Part of why is because too many of the voices you can make out above the din are those of anger, violence, racism and sexism, transphobia, and hatred of all kinds. They drown out the good voices, the voices of kindness, understanding, acceptance, and support. And, worst, the people running the sites, setting out the flypaper for us to land on, they don’t see this as a problem. To them, the noise is just noise, a sign that people are coming and people are staying. Sure, if someone gets too loud, too obnoxious, does something truly beyond the pale, they get a smack down, but this happens all too rarely.

I find myself seeking places of calm online, or making them myself with clever hacks from other people just as fed up as I am. There is a wonderful browser extension called “Shut Up” that hides comment sections on websites, so that when you hit the bottom of an article, you don’t have to see someone screaming vitriol into your face. A clever programmer recently found a way to create a fake comment section where the only comments a user sees are their own. You, the site owner, see nothing.

This isn’t to say I want to become a digital hermit. We all, even the introverts, need some human contact in our lives. There are some wonderful oases on the social web. If only they weren’t enmeshed between the garbage fires. It just seems like there’s more garbage fires than oases these days. Fourteen years ago, I met the love of my life on a message board for a now defunct humor website. The web was different then, less interconnected and more siloed. There’s always been a social component to the Internet, but it happened at a slower, quieter pace. You could negotiate it on your terms.
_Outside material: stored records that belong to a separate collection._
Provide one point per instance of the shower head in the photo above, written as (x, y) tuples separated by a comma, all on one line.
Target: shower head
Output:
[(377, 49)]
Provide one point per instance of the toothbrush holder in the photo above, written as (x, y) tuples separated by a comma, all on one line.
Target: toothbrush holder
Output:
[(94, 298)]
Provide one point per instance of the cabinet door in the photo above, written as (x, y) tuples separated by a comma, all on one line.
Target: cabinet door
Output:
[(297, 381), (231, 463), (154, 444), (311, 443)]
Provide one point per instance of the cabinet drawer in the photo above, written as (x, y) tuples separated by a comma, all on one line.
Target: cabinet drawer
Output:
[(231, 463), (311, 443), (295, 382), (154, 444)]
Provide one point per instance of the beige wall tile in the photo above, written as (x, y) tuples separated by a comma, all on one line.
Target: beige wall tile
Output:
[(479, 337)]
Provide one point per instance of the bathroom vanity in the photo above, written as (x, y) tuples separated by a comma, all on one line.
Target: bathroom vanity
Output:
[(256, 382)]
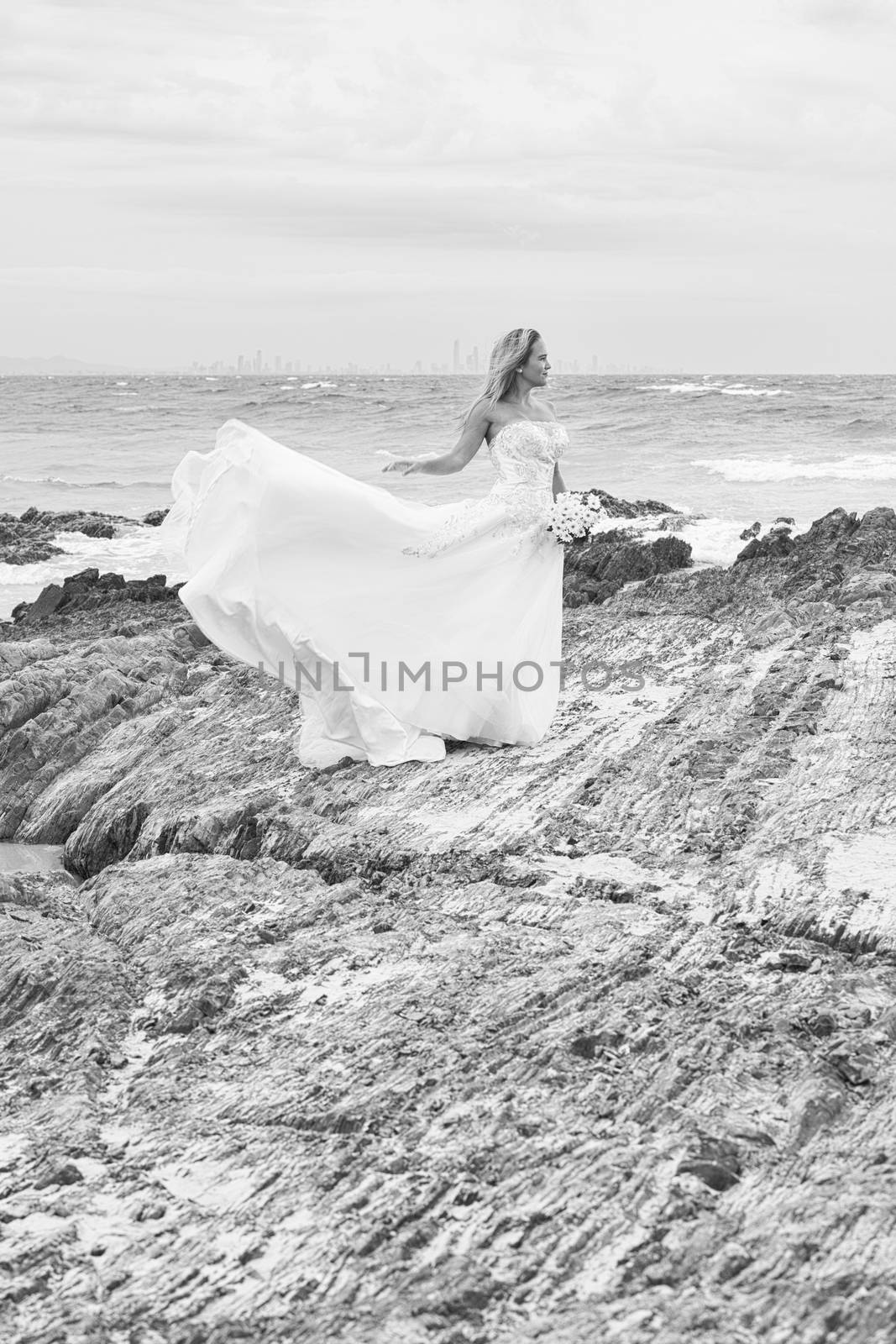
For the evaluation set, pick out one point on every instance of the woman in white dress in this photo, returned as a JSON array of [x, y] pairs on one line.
[[399, 624]]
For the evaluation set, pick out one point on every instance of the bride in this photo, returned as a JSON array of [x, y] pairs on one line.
[[399, 624]]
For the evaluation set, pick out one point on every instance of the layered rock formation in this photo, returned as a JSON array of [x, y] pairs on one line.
[[587, 1041], [29, 538]]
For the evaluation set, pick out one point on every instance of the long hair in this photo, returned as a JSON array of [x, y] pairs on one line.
[[506, 355]]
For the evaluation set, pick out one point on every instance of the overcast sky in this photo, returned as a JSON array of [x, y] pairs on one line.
[[705, 185]]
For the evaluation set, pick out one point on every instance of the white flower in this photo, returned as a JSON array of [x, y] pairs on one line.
[[574, 517]]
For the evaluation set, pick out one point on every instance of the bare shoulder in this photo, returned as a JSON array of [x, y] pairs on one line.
[[481, 414]]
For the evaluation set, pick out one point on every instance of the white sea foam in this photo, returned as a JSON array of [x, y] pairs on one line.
[[712, 541], [859, 467], [723, 389]]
There’s an idea, now twenty years old, of calm technology, “in which technology, rather than panicking us, would help us focus on the things that were really important to us.” A more recent manifestation is “The Slow Web”. Neither have gained much traction, largely because calm and slow isn’t the sort of thing that gets the big VC bucks. The current social web, and its constant demands, constant clamoring, and constant conflict, is the opposite of calm technology. Part of it is a function of volume in that there’s more people using the Internet and its social spaces now than ever before, and we’re still navigating the societal changes that come when everyone has a megaphone. I’m sure it’ll shake out in time, but that doesn’t mean we all have to be standing in the middle of it.

Ellen Pao: The trolls are winning the battle for the Internet

“Reddit is the Internet, and it exhibits all the good, the bad and the ugly of the Internet. It has been fighting this harassment in the trenches. In February, we committed to removing revenge porn from our site, and others followed our lead. In May, the company banned harassment of individuals from the site. Last month, we took down sections of the site that drew repeat harassers. Then, after making these policy changes to prevent and ban harassment, I, along with several colleagues, was targeted with harassing messages, attempts to post my private information online and death threats. These were attempts to demean, shame and scare us into silence.”

Former Reddit CEO Ellen Pao: The trolls are winning the battle for the Internet – The Washington Post

After this, I’m amazed Ms. Pao is as optimistic as she comes across in this piece. One thing is certain—the lassiez faire, “free speech” above all attitude is no longer going to work on the Internet and its communities. The trolls are winning, but only because the opposing forces are just beginning to mobilize.